Diagnosis and Treatment of Coconut Allergy
Coconut allergy is generally diagnosed by a medical doctor (allergist) after a medical history, physical examination, and food allergy testing are performed.
The treatment for coconut allergy is the elimination of coconut from the diet.
You'll need to avoid coconut-containing foods completely to avoid an allergic reaction.
Coconut is found in numerous food products and is added for flavor and texture. Foods most likely to contain coconut include granola bars, cookies, other desserts, and cereals.
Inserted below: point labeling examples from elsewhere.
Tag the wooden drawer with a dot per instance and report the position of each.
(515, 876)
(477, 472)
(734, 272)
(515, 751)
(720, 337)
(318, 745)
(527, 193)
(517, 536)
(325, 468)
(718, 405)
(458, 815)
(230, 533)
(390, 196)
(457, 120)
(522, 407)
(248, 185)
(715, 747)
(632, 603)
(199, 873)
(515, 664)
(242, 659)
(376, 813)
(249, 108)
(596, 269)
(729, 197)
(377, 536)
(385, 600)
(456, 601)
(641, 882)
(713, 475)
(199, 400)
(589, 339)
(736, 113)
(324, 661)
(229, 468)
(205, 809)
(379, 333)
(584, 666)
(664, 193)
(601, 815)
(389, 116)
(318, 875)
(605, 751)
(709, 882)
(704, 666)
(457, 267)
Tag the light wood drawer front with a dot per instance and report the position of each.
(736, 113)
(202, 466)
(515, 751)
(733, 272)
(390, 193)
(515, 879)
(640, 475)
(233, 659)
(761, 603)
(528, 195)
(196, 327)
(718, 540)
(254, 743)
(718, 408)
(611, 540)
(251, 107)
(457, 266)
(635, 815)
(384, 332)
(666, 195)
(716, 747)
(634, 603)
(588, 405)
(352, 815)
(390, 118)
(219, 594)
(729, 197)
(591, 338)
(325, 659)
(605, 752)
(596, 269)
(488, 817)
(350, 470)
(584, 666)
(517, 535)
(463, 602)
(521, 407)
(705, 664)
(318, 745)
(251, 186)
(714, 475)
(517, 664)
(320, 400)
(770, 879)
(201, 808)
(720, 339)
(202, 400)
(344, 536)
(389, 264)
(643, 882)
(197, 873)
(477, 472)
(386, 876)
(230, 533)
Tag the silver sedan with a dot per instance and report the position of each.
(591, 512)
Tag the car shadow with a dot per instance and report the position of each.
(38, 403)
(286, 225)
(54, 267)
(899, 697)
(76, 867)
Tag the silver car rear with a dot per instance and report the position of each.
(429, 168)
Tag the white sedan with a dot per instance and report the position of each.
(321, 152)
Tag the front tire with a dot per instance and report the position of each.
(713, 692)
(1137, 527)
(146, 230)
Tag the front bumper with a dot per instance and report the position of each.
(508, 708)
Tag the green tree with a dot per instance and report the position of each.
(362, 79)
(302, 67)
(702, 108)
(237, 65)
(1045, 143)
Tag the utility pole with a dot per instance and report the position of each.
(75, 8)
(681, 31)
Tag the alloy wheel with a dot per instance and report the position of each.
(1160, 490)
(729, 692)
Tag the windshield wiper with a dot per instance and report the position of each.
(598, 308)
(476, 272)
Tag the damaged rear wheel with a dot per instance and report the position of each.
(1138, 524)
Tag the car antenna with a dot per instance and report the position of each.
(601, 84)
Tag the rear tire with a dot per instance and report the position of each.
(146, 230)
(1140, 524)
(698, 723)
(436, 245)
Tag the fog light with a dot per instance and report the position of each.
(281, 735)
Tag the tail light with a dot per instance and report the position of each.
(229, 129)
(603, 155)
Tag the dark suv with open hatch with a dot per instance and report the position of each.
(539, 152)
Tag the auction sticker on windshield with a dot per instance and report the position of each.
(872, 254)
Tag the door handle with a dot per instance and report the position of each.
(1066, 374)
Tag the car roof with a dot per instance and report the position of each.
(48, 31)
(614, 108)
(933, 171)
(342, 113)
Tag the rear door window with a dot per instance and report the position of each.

The Food Allergy Labeling and Consumer Protection Act (FALCPA) identifies coconut as a tree nut (even though it’s a fruit) for the purposes of product labeling and consumer protection against potential allergens. Manufacturers must list coconut as a potential allergen ingredient and foods containing coconut are required to be labeled "contains tree nuts" under FALCPA.
You may also discover statements that tell, “contains coconut” on the label.
Not only will you discover this information in the ingredients list, but it will also be on the package. Some products won’t call out coconut-based ingredients on the label. There are two things you can do in this situation: call the manufacturer and inquire about the specific ingredients contained in the product, and/or skip eating the product.